Gloria Kincaid had never liked health clubs. She appreciated their social significance and made sure her son kept up his four-figure membership with the RCSH simply so that he might share a weekly game of racquet ball with the appropriate opponents, but the smell of sweat mixed with the scent of talcum deodorant and the stench of chlorine from the impeccably kept pool was not exactly Gloria’s cup of tea.
Today she was here out of necessity. Her daughter-in-law, in a rare moment of clarity, had called in between sets to explain that the wife of the New York Attorney General had turned up as part of a new doubles combination entered in the club’s Ladies On Wednesday Cup. And Gloria agreed it might be worth her turning up to have lunch with Rebecca after their game – a sort of impromptu drop-in that would give her a chance to ingratiate herself with the influential lawman’s wife. Not that the New York-based AG would have any direct influence over Chris’s case, but a good word here, a connection there – Gloria knew how it worked.

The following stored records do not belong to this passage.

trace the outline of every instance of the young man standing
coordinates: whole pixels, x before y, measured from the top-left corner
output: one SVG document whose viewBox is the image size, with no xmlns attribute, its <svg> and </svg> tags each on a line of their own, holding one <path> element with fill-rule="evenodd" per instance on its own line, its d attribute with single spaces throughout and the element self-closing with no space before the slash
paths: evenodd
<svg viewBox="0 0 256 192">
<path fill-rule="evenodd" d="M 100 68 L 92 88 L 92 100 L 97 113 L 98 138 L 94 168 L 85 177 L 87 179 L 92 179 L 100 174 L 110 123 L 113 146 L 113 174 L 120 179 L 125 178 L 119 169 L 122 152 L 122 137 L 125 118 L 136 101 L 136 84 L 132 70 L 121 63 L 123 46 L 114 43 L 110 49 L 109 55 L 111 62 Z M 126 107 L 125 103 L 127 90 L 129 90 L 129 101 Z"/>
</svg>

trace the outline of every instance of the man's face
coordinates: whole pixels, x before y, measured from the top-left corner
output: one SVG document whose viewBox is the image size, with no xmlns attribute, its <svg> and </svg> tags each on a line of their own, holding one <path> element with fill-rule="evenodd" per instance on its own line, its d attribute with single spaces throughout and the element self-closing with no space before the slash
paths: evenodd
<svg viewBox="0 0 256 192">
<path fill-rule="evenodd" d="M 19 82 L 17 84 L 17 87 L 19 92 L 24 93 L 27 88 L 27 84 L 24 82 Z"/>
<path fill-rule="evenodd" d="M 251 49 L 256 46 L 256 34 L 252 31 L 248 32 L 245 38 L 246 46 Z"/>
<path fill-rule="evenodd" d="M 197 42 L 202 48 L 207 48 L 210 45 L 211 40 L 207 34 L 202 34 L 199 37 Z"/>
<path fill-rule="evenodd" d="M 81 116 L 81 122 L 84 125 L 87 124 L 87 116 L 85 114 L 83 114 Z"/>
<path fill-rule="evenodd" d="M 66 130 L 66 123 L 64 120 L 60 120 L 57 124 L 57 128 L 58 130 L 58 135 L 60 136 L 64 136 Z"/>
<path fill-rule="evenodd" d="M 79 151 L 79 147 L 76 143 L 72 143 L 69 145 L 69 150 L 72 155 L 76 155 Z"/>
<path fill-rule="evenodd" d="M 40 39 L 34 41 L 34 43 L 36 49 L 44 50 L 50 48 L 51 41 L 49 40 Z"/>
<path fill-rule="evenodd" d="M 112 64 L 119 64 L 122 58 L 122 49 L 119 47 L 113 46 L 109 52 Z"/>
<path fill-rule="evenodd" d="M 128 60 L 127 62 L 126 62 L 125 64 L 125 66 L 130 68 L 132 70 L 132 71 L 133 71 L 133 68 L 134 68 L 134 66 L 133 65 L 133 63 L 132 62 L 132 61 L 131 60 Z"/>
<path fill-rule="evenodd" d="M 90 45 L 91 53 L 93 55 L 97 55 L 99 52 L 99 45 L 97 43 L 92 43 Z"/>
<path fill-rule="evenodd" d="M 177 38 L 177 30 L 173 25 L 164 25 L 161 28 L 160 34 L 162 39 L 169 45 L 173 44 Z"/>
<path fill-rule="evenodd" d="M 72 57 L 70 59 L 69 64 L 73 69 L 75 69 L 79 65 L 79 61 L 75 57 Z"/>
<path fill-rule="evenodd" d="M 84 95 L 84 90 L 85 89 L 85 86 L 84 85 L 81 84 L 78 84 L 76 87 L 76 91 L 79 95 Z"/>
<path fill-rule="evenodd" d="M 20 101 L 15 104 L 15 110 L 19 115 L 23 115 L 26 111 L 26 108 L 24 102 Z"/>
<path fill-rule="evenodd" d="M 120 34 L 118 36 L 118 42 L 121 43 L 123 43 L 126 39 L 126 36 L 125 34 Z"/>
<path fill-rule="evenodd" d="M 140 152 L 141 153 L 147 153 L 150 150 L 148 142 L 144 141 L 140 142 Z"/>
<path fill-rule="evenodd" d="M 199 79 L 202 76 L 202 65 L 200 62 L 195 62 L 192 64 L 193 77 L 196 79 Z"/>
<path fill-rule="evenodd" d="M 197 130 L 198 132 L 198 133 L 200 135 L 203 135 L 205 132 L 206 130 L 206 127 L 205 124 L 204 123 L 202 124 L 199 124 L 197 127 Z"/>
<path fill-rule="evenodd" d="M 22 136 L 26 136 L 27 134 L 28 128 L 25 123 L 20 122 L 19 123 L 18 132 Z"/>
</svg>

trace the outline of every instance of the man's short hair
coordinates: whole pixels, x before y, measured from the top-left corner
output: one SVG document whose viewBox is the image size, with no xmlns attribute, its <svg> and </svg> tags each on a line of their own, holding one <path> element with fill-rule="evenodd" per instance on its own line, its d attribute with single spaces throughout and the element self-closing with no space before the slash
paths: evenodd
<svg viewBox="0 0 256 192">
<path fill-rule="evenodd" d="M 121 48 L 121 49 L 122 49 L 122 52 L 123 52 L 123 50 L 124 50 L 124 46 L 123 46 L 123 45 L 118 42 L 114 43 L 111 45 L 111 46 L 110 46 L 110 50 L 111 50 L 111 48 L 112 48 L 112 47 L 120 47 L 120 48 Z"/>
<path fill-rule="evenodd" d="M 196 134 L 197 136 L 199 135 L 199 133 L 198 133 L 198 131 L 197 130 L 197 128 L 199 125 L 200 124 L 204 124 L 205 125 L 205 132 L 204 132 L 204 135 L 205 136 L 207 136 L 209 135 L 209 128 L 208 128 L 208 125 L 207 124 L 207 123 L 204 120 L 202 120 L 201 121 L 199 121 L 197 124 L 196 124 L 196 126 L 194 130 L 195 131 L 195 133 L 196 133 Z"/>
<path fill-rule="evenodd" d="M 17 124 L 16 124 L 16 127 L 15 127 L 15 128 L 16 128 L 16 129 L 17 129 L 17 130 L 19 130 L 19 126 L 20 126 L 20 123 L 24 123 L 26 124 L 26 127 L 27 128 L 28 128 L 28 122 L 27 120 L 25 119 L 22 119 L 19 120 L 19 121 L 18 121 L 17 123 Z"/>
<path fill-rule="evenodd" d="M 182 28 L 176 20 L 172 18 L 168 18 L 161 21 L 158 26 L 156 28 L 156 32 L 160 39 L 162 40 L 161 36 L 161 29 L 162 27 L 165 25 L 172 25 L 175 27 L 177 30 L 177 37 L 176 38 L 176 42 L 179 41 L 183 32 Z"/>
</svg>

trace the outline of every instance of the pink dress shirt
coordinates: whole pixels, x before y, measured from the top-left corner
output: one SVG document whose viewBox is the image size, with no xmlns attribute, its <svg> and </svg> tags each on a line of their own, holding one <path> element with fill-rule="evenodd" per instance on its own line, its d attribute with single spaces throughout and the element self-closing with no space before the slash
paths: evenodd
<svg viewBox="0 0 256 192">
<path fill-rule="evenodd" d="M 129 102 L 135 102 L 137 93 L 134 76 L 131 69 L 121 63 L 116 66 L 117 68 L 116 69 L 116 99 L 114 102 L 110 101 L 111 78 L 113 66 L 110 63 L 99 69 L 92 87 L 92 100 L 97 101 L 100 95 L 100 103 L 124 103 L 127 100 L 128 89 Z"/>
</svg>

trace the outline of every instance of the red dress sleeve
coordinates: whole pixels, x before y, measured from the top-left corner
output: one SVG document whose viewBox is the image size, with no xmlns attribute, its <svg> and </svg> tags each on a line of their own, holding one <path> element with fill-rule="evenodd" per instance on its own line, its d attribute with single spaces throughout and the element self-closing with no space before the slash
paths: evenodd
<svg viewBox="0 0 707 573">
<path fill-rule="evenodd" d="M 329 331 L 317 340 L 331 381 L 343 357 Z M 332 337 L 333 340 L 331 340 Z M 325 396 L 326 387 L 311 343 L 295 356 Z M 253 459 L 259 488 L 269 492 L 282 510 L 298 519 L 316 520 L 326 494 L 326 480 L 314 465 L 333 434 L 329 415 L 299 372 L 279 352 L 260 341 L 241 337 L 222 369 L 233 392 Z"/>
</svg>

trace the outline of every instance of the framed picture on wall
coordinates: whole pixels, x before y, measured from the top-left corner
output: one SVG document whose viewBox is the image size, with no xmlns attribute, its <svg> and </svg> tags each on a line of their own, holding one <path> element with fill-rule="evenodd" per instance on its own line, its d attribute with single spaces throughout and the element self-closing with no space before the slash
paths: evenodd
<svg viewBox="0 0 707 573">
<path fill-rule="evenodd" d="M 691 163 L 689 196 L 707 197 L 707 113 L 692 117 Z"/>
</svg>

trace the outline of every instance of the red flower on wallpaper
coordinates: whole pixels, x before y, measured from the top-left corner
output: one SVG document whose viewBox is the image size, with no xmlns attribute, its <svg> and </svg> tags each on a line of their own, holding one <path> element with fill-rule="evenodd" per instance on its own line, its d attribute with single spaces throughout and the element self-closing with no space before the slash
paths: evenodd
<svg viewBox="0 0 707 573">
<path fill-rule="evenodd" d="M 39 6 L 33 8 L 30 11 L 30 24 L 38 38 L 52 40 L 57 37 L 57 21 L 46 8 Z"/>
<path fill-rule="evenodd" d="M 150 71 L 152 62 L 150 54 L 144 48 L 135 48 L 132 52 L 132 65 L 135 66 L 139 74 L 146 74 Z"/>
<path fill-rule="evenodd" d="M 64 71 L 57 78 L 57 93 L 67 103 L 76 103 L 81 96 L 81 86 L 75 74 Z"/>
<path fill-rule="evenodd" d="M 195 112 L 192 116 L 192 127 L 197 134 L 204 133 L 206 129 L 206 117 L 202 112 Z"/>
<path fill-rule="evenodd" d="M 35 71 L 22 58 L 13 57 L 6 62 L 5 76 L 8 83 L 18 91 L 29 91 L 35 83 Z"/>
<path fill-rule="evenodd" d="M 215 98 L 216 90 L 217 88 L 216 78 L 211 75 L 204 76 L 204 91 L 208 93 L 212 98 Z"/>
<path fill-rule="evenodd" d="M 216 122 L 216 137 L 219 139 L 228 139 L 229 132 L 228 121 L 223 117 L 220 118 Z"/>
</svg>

She was early and the game did not finish until one-thirty, so she decided to sit in her car until the very last minute. She checked her make-up in the rear-vision mirror, licked her teeth, smoothed her skirt and wound down the window as she contemplated the situation at hand.
Which way to go?
It was a difficult one and came down to how much she trusted Cavanaugh and his pretty little wife. While she had to admit they’d certainly impressed her more than she had anticipated, she also knew that, given they were fish out of water in a state built on legal connections, the odds of them actually succeeding were slim.
Cavanaugh was committed – that was a plus. His wife would play well with the press. But that horrible county prosecutor was like a bulldog on heat and Gloria guessed he would stop at nothing to tear her successful son down.